Pandinotoxins are toxins from the venom of the emperor scorpion Pandinus imperator. They are selective blockers of voltage-gated potassium channels

==Sources==

The source for the pandinotoxins is the venom of the scorpion Pandinus imperator.

==Chemistry==

===Family===
The toxins of the family are designated pandinotoxin (PiTX)-Kα, PiTX-Kβ, and PiTX-Kγ They are members of the α-KTx family of scorpion toxins.

===Structure and homology===
| The sequences of Pandinotoxins |
| CTX ZFTNVSCTTSKE-CWSVCQRLHNTSR-GKCMNKKCRCYS PiTXK- α ---TISCTNPKQ-CYPHCKKETGYPN-AKCMNRKCKCFGR PiTXK- β ---TISCTNEKQ-CYPHCKKETGYPN-AKCMNRKCKCFGR PiTX-K γ ---LVKCRGTSD-CGRPCQQQTGCPN-SKCINRMCKCYGC Figure 1: Sequence of Pandinotoxins. Adapted from Solution Structure for Pandinus Toxin K-R (PiTX-KR) |

====Pandinotoxin Kα and -β====
The amino acid sequences of PiTX-K α and PiTX-K β are identical, except for the seventh amino acid: a proline in PiTX-Kα and a glutamic acid in PiTX-Kβ (see Fig.1).

PiTX-Kα and PiTX-Kβ are 35-residue peptides, which are found to have an α-helix from residues 10 to 21 and two β-sheets (β 1 is from residues 26-28, β 2 is from residues 33-35). One face of the α-helix is anchored to the β-sheet by three disulfide bonds which are conserved in all members of the charybdotoxin family (R-K toxins).
PiTX-K α and PiTX-K β have only two β-sheets whereas other members of the family have three additional amino acid residues at the N-terminal portion, which forms a third β-sheet.

====Pandinotoxin Kγ====
Pandinotoxin Kγ has not yet been investigated.

==Target==
Pandinotoxins are the most potent inhibitors of the rapidly inactivating A-type voltage-gated potassium channels.
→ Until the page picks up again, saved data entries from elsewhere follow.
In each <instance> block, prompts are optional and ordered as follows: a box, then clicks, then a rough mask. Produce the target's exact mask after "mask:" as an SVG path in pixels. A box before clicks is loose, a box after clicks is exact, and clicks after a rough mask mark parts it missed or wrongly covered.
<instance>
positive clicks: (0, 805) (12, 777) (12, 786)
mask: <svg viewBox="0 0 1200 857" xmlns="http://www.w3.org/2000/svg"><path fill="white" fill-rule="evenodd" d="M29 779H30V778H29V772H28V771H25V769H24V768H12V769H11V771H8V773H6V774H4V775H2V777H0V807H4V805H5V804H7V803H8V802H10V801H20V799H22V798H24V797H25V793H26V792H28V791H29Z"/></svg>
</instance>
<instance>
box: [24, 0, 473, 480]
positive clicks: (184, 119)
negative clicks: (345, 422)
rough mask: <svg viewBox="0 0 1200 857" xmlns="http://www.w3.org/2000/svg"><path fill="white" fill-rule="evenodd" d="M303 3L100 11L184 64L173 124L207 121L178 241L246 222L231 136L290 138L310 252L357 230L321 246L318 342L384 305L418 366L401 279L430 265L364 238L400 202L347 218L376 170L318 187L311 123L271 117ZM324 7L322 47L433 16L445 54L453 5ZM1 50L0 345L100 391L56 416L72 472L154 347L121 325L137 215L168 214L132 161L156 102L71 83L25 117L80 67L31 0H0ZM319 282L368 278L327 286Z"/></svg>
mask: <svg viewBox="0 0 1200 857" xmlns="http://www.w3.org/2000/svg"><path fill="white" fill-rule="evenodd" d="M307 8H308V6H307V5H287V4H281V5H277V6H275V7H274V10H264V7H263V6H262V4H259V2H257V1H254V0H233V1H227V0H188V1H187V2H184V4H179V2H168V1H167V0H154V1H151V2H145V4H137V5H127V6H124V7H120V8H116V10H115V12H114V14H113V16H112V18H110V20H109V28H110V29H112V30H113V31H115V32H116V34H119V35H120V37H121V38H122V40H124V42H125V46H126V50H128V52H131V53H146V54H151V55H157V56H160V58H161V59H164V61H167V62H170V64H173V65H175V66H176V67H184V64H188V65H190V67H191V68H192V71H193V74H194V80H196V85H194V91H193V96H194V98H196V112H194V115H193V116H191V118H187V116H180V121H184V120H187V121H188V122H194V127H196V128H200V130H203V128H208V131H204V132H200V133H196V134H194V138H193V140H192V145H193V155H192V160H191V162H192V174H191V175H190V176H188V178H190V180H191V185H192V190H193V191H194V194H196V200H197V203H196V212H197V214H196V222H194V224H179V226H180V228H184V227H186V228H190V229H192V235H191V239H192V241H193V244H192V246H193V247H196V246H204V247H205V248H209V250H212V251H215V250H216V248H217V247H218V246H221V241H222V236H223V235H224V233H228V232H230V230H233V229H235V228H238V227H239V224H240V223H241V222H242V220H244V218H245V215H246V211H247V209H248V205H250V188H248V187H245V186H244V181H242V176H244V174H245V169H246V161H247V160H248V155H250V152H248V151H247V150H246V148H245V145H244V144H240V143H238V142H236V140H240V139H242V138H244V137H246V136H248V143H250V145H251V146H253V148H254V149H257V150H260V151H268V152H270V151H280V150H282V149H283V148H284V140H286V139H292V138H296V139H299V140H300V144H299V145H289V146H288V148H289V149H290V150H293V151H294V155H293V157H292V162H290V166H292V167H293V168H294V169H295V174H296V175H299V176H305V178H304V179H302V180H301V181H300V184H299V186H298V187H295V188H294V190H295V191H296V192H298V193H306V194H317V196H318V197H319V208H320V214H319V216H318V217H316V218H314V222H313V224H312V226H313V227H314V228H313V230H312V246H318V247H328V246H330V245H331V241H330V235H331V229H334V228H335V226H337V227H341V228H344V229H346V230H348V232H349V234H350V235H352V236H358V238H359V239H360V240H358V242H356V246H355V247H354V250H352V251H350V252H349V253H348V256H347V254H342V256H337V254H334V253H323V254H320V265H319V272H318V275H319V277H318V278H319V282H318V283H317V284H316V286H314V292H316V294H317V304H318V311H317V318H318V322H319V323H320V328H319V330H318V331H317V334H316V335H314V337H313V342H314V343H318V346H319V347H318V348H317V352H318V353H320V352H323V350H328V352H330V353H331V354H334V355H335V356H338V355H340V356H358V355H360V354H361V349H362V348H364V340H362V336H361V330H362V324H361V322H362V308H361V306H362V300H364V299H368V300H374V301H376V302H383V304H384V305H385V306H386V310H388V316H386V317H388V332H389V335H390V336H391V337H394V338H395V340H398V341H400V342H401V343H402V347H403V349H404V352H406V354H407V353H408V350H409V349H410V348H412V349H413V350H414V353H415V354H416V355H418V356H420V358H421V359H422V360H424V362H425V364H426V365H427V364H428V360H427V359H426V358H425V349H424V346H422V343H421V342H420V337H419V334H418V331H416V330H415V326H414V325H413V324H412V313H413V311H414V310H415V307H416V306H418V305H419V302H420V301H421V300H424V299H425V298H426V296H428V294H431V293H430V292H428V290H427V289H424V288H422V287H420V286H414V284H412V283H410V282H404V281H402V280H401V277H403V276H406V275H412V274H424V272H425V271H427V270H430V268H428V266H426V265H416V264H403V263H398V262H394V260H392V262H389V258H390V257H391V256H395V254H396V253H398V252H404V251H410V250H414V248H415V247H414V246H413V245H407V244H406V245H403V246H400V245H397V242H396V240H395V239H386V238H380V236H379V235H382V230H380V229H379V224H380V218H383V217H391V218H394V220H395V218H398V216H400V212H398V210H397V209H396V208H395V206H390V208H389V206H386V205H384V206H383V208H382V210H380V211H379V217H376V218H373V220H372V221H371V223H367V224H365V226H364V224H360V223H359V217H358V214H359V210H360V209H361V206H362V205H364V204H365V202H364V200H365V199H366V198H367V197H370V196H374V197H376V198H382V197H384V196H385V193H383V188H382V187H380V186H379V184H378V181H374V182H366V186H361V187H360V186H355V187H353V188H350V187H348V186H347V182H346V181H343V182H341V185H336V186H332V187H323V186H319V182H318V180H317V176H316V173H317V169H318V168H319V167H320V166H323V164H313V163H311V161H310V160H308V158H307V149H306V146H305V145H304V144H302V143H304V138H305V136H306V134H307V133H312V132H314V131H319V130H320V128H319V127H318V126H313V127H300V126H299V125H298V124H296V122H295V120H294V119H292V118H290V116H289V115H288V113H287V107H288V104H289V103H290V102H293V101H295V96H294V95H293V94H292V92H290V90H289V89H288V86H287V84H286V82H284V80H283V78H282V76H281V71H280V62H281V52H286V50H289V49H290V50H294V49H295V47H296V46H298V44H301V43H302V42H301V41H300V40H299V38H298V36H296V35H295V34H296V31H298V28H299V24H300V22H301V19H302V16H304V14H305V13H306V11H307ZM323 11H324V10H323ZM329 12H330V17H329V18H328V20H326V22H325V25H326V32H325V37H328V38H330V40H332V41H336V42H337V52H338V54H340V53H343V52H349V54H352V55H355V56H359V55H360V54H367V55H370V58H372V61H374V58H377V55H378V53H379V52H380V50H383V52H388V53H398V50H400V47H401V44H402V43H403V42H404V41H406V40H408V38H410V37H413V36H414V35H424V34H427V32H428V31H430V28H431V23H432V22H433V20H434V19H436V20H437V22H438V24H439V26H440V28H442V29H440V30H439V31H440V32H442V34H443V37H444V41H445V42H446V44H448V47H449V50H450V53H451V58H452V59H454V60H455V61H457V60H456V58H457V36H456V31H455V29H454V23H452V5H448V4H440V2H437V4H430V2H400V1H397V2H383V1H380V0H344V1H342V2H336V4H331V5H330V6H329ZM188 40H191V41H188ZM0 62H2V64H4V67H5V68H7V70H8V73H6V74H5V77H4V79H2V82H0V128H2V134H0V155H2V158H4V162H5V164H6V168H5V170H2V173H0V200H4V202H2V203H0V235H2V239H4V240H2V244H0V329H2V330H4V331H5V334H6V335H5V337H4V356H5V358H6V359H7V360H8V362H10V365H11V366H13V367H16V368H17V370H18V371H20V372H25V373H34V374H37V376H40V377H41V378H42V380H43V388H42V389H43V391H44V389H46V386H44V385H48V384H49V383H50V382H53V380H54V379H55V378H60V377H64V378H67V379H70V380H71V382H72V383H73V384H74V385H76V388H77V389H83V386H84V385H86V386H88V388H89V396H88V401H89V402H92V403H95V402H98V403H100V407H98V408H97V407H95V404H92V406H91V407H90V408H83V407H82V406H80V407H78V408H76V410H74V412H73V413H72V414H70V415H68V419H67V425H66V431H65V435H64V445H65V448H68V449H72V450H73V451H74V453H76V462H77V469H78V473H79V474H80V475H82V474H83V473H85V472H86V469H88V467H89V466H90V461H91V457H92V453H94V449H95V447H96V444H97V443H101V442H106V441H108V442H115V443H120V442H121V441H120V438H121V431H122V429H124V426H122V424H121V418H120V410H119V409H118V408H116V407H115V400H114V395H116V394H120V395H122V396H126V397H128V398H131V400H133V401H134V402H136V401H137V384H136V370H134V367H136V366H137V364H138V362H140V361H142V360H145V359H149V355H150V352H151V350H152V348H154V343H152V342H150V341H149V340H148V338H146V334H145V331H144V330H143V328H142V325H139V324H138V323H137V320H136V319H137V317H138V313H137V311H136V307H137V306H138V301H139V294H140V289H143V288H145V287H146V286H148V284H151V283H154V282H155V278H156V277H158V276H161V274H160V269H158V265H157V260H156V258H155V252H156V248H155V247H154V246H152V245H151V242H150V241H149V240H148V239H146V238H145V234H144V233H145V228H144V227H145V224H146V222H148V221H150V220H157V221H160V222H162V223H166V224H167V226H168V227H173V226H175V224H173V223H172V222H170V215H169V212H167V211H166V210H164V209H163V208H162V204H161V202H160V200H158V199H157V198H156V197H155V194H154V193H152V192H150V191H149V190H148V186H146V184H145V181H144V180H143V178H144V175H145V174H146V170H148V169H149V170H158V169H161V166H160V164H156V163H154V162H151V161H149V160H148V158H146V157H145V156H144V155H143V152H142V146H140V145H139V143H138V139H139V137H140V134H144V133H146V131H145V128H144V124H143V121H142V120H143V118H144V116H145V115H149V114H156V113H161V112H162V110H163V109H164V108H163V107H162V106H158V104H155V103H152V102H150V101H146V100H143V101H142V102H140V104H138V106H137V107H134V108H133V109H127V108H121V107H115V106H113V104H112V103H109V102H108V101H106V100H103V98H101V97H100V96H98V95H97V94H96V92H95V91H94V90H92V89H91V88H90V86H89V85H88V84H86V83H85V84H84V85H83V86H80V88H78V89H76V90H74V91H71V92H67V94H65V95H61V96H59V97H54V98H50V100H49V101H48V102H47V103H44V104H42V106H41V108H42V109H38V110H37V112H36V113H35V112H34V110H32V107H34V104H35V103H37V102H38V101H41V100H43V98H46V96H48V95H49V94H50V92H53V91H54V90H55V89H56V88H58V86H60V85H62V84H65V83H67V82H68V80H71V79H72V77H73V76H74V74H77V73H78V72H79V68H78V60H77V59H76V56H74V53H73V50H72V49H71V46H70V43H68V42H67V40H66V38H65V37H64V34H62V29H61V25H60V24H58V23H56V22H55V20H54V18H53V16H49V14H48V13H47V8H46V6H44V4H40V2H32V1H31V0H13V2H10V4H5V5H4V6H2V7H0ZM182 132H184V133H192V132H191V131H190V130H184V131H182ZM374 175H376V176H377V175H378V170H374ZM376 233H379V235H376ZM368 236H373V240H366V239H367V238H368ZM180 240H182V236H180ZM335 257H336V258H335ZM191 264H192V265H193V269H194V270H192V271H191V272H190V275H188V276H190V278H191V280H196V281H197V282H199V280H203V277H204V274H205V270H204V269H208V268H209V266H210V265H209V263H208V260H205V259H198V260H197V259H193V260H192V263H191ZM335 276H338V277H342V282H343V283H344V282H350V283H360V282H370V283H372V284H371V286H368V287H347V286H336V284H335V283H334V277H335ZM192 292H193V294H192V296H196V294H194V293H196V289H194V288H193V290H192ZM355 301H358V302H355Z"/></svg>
They also block the delayed rectifier, slowly inactivating channels of the subfamily A member 2 (Kv1.2/KCNA2) [1] and they can reversibly block the shaker B potassium-channels (Kv1.1 sub-family).

==Mode of action==
The residue K27, a lysine at place 27 of the protein sequence, interacts with the voltage sensitivity blocking activity of CTX channels. It is conserved among PiTX-K α and PiTX-K β. This amino acid is located nearby the selectivity filter of the pore and it is responsible for the interaction with A-type channels by being inserted in the pore of the ion channels.
The structural differences in the backbone and side chain between PiTX-Kα and CTX result in a higher affinity for A-type channels for PiTX-Kα.
The affinity for the Shaker B K^{+} channel is significantly smaller for PiTX-Kβ in comparison with PiTX-Kα owing to the changes in the seventh residue.

==Therapeutic use==
Intraplantarly injection of PiTX-Kα before or after the administration of diclofenac produces a significant reduction in spontaneous flinching, mechanical allodynia and thermal hyperalgesia in a rat model for bone cancer. Downregulation of PiTX-Kα almost completely eliminates diclofenac-induced anti-nociception.